高校生のときに下宿していた蕎麦屋は、4号線の旧道の交差点の角にあり、今ではそこから4車線の大きな通りが延びているけれど、当時は路地裏に入っていくような細い道だった。その細い道をまっすぐ進むと畑や田んぼがひろがる農道に続いており、休みの日に、ふらふらと出かけると、とてもいい気分になれる散歩道だった。高校時代の三年間は、春夏秋冬、どの季節も散歩していたはずだけど、その風景を思い出すとき、なぜか決まって、ちょうど今ぐらいの春うららな季節が浮ぶ。そして、ちょっと切なさが蘇る。

今日、朝の通勤電車の中で、突然、山下達郎さんの「いつか晴れた日に」という歌を聴きたくなった。もうすぐ仕事場の最寄駅に着いてしまうから、と急いで、それまで聴いていた瞑想用の音楽を止めて、聴いてみた。聴いたら泣きそうになったけど、我慢した。そしたら、涙の代わりに、冒頭で書いた春のもんしろちょうが舞う、農道の田園風景が、心のスクリーンに現れたのである。
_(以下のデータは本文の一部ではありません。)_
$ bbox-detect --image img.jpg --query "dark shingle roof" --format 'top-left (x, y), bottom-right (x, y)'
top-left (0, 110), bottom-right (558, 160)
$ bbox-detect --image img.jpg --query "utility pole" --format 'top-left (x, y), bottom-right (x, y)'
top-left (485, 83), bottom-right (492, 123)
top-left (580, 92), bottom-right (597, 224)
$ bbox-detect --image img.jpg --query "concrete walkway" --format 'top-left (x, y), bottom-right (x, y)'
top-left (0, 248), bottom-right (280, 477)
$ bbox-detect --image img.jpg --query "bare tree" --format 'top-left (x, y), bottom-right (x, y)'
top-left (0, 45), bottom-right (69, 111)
「いつか晴れた日に」の詩には、どんな想いが込められているのだろう。情景としてのぼくのイメージは、歌詞は雨降りのようなところから始まるけれど、実は、雨なんか降ってなくて、晴れてはいるが、心の中は、激しい雨が降っているような哀しさでいっぱいで、泣きたくて泣けなくて、みたいな状態で、それでも、いつか、今の晴れ間のように、心まで晴れてほしいな、というような歌なのだろうな、と勝手に解釈をしている。
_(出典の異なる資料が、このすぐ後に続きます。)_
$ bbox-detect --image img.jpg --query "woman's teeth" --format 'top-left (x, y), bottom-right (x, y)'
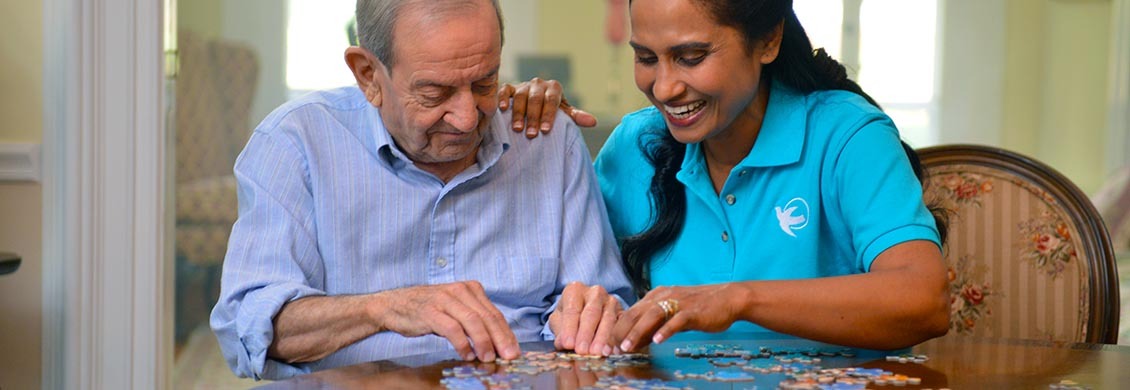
top-left (664, 101), bottom-right (705, 119)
高校3年になると、ぼくは、一人ではなく、付き合い始めた彼女と散歩するようになっていた。「いつか晴れた日に」の詩にあるように、農道の先にある東北本線の線路沿いの道を、何をするでもなく、ただおしゃべりしながら、歩いた。田園の中にある小さな雑木や野原に溶け込んで、ぼくたちは、ただひとつになった。一緒にいるだけで、何もかも煌めいてみえた。そんな想い出のつぶつぶの集まりが、うららかな春を思い出させるのかもしれない。と同時に、それまで、一人で過ごしていたときの純粋にのどかな気分が、心の中に恋というものが入りこんで来たために、一緒にいるときの無条件の楽しさと、その反動で訪れるさみしさや切なさで、複雑に変容してしまったまま、ぼくの心のどこかに置きっぱなしになっているのかもしれない。置きっぱなしのまま、事あるごとに反応してしまっているのかもしれない。

いつか、どこかの誰かと、その置きっぱなしのものを取りに行けるときが来るのだろうか。それとも、ぼくはこの切なさとともに、人生のゴールを迎えることになるのだろうか。